Concerned that the contentious movie “The Kerala Story” seeks to create “communal divisions in society through false claims,” the Congress party has urged the Kerala government to refuse permission for its screening. The movie has been banned in some parts like in West Bengal but still the movie is raking in moolah at the box office.
The Kerala Story is a narrative that explores the circumstances surrounding the alleged disappearance of about 32,000 women in Kerala, according to filmmaker Sudipto Sen. The movie makes the claim that these women have converted, become radicalized, and taken part in both domestic and international terrorism.
Therefore, the question: Is “The Kerala Story” a work of fiction or fact ?
It appears from extensive research that “The Kerala Story” only told part of the truth. The movie claims to be based on the experiences of four women who, between 2016 and 2018, converted to Islam and went to Afghanistan with their husbands to join ISIS. These women are reportedly being held in a prison in Afghanistan at the moment. The four women’s tales are used by the film’s director, Sudipto Sen, to illustrate a larger theme of purported Islamic State recruitment in Kerala.
The claim made in the movie that 32,000 girls in the southern state have gone “missing” after being coerced or falsely converted to Islam and then recruited by the Islamic State is the most contentious claim made in the whole movie.
According to Sudipto Sen, who was then Kerala’s Chief Minister, Oommen Chandy delivered a report to the Kerala Assembly in 2010 that stated “every year approximately 2800-3200 girls were being converted to Islam,” according to an interview on the YouTube channel “Festival of Bharat.”. This number, according to Sen in the interview, adds up to 32,000 to 33,000 girls, which is the figure cited in his film. The director and the government haven’t, however, been able to track down any 2010 documents that contain the numbers Sen.

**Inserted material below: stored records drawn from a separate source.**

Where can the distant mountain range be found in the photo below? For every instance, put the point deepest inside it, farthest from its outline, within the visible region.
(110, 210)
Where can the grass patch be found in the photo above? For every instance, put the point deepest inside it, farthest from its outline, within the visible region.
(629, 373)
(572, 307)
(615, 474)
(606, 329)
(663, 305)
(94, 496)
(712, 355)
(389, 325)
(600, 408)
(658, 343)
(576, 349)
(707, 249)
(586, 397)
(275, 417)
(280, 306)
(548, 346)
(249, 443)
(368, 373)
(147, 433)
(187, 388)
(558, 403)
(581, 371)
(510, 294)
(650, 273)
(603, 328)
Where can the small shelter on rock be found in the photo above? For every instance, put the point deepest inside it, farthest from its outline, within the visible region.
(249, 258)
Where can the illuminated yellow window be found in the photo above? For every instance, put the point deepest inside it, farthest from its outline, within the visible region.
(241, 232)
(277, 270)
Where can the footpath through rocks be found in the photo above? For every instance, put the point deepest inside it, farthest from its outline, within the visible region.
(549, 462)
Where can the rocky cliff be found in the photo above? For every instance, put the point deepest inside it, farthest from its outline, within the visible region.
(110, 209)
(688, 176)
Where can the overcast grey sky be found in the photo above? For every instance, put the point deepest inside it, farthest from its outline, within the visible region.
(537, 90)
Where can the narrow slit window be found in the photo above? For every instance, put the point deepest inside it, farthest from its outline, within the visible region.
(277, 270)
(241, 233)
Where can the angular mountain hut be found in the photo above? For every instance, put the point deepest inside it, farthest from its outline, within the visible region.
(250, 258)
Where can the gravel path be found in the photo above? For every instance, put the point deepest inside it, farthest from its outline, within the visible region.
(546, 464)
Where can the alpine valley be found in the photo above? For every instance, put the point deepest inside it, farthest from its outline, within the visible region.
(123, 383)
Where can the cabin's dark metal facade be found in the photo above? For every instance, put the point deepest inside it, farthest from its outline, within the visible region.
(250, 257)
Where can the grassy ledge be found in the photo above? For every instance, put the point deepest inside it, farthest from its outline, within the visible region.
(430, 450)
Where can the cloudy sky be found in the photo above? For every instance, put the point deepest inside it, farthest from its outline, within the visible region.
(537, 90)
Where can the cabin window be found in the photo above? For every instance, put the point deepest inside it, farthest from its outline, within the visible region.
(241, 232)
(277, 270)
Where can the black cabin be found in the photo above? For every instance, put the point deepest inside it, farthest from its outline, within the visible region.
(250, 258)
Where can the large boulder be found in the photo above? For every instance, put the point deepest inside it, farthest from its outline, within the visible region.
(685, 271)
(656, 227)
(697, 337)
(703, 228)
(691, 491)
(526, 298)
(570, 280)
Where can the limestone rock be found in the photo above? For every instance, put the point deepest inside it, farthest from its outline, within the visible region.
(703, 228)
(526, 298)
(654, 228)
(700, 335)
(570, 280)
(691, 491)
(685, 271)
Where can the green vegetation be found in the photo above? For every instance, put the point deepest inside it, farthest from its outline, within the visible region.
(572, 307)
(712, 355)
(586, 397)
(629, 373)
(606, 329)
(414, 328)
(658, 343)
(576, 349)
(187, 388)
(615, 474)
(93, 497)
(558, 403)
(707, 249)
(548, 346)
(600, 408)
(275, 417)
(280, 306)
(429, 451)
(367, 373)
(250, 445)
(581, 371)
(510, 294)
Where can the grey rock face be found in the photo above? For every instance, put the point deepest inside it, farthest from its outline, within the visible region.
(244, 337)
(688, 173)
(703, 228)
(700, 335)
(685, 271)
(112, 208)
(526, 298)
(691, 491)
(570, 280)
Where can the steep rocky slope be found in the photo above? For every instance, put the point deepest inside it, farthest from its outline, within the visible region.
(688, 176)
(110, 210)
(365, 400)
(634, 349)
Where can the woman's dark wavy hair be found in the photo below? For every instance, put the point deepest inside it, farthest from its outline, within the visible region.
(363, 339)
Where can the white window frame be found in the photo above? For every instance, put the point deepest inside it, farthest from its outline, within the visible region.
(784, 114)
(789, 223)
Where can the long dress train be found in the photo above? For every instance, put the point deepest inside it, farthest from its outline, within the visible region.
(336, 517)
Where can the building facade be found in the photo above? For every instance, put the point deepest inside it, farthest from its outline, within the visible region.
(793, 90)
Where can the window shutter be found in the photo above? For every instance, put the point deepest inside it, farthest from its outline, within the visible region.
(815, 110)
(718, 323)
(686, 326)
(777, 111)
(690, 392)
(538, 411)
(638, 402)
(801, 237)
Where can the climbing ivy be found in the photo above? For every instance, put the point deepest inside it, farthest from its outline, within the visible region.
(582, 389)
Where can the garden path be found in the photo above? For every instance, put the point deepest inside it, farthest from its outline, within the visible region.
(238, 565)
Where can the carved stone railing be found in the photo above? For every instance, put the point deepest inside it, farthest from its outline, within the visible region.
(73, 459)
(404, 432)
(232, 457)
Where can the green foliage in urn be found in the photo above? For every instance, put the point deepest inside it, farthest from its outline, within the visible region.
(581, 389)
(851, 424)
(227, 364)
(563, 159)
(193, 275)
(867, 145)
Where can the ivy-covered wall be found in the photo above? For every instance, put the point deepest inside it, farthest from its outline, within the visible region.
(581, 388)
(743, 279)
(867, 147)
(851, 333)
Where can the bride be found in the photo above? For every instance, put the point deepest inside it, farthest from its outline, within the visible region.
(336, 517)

The movie makes a more substantial claim, namely that 32,000 girls from Kerala converted to Islam, went “missing,” and were allegedly recruited by the Islamic State to fight for jihad.
There were 66 known Indian-origin fighters associated with ISIS as of November 2020, according to the US State Department’s report titled “Country Reports on Terrorism 2020: India.”. According to intelligence agencies, of these people, 90% were reportedly from southern India. According to the aforementioned ORF report, Kerala was home to the majority of India’s ISIS recruits, with the state representing “40 of the 180 to 200 cases” nationwide. The majority of the new ISIS members from Kerala had either worked in the Gulf or had previously visited and had a preexisting tendency toward the group’s extreme ideology.